HÜDA PAR, artık bölge partisi değildir. İstanbul, Gaziantep, Mersin ve Batman’dan parlamentoda temsilcisi olan bir partidir. AK Parti listelerinde yer aldığı günden itibaren olumsuz da olsa hakkında konuşulmuş, artık Türkiye genelinde bilinir hale gelmiştir. DSP’den kat kat görünür durumdadır. Kabullenmekte zorlananlar olsa da, bu bir siyasi parti için başarıdır.
TİP ise hem ittifak ortağı Yeşil Sol, hem de stratejik oy çağrıcılarına rağmen, Meclis’teki vekil sayısını korumuştur. Bir sonraki seçime söylebileceği bir sürü sözü var.
Oğan’ın sınavı asıl şimdi
Sinan Oğan kaybederken kazanmıştır.

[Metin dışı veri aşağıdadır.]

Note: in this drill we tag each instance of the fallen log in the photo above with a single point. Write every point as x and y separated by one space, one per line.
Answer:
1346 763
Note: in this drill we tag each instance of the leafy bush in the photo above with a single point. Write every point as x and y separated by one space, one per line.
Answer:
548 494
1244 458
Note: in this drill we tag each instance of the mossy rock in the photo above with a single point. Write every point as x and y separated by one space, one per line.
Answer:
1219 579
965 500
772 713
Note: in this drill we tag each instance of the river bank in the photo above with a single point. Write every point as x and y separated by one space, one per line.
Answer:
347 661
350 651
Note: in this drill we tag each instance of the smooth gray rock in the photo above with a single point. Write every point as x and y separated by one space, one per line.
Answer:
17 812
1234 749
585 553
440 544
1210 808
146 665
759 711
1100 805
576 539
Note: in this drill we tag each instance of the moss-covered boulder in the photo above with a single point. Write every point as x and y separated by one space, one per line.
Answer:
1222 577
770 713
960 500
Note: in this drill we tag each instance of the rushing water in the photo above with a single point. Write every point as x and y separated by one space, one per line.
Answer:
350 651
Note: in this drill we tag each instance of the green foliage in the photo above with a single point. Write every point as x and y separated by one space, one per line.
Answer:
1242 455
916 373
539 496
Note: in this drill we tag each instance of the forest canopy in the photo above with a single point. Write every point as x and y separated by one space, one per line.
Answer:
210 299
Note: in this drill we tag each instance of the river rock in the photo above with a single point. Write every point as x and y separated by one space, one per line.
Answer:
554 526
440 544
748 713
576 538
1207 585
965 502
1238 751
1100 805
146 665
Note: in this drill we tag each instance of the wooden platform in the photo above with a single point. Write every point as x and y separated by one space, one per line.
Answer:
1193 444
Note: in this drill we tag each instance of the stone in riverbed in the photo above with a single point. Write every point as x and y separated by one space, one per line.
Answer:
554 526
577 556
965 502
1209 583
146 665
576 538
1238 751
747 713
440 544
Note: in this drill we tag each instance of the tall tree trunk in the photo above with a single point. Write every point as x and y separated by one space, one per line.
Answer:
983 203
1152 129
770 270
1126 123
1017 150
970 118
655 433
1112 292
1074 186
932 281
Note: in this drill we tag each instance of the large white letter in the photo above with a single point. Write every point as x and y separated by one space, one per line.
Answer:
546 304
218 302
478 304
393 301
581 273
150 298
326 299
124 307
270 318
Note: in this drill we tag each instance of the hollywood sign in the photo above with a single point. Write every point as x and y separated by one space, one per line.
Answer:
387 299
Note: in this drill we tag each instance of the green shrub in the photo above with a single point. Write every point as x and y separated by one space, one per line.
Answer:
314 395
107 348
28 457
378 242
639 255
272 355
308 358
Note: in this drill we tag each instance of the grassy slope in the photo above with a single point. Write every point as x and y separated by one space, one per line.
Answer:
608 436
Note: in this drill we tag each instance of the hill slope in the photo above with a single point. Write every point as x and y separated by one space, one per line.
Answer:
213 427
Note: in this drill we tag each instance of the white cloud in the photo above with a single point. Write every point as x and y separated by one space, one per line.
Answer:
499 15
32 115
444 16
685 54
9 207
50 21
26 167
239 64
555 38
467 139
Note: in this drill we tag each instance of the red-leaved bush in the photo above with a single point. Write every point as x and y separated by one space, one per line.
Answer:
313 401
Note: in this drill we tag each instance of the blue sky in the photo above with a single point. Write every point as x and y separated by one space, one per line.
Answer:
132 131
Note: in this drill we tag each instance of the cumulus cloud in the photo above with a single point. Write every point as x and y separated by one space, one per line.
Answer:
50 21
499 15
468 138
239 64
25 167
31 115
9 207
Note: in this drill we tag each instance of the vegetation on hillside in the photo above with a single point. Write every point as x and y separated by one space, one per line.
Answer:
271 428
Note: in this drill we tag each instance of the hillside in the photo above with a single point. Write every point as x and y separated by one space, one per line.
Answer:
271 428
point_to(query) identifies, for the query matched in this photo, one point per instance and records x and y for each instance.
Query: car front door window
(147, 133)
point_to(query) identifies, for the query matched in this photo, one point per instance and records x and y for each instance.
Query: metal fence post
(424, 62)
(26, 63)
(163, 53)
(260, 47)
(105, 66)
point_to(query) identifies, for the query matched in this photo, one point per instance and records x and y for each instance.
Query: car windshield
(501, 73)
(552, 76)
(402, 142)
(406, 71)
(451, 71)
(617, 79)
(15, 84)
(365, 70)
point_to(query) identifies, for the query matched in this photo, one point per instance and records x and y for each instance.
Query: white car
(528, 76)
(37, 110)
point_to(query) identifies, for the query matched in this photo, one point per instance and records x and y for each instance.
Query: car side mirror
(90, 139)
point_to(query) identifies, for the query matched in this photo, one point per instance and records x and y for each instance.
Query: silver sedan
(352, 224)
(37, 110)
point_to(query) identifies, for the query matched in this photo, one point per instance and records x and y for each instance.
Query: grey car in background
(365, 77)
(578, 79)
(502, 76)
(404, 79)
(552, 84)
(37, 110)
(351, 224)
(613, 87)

Partisi olmadığı, son anda denkleme girdiği halde yüzde 5,17 oyu toplayabildi. Kendisini aday gösteren ATA İttifakı’nın sürükleyicisi Zafer Partisi’nin (ZP) oyu, onun yarısında (% 2,23). ZP’nin oyu TİP’ten daha fazla ama parlamentoda milletvekili yok. Ortada Oğan’ın kişisel oyu olduğunu iddia edebileceği bir oran var.Bu nedenle de şu anda diğer iki ittifakın ilgisine maruz. Oğan konusundaki kısa parantezim, Cumhurbaşkanı Erdoğan ile görüşmüş olsa da, MHP’nin şerhi de ortada. MHP’li İzzet Ulvi Yönter “mahallemize gece kondu yapmasına müsaade etmeyiz”, Genel Başkanı Devlet Bahçeli de kendisi için “milli ve ahlaki değerlerle ters düşen fırsatçı aciz” diyerek ittifak ortakları nazarında hassasiyetini kayda geçirdi.
Oğan’ın asıl sınavı ise, ittifaklardan birini işaret etmesi halinde başlayacak.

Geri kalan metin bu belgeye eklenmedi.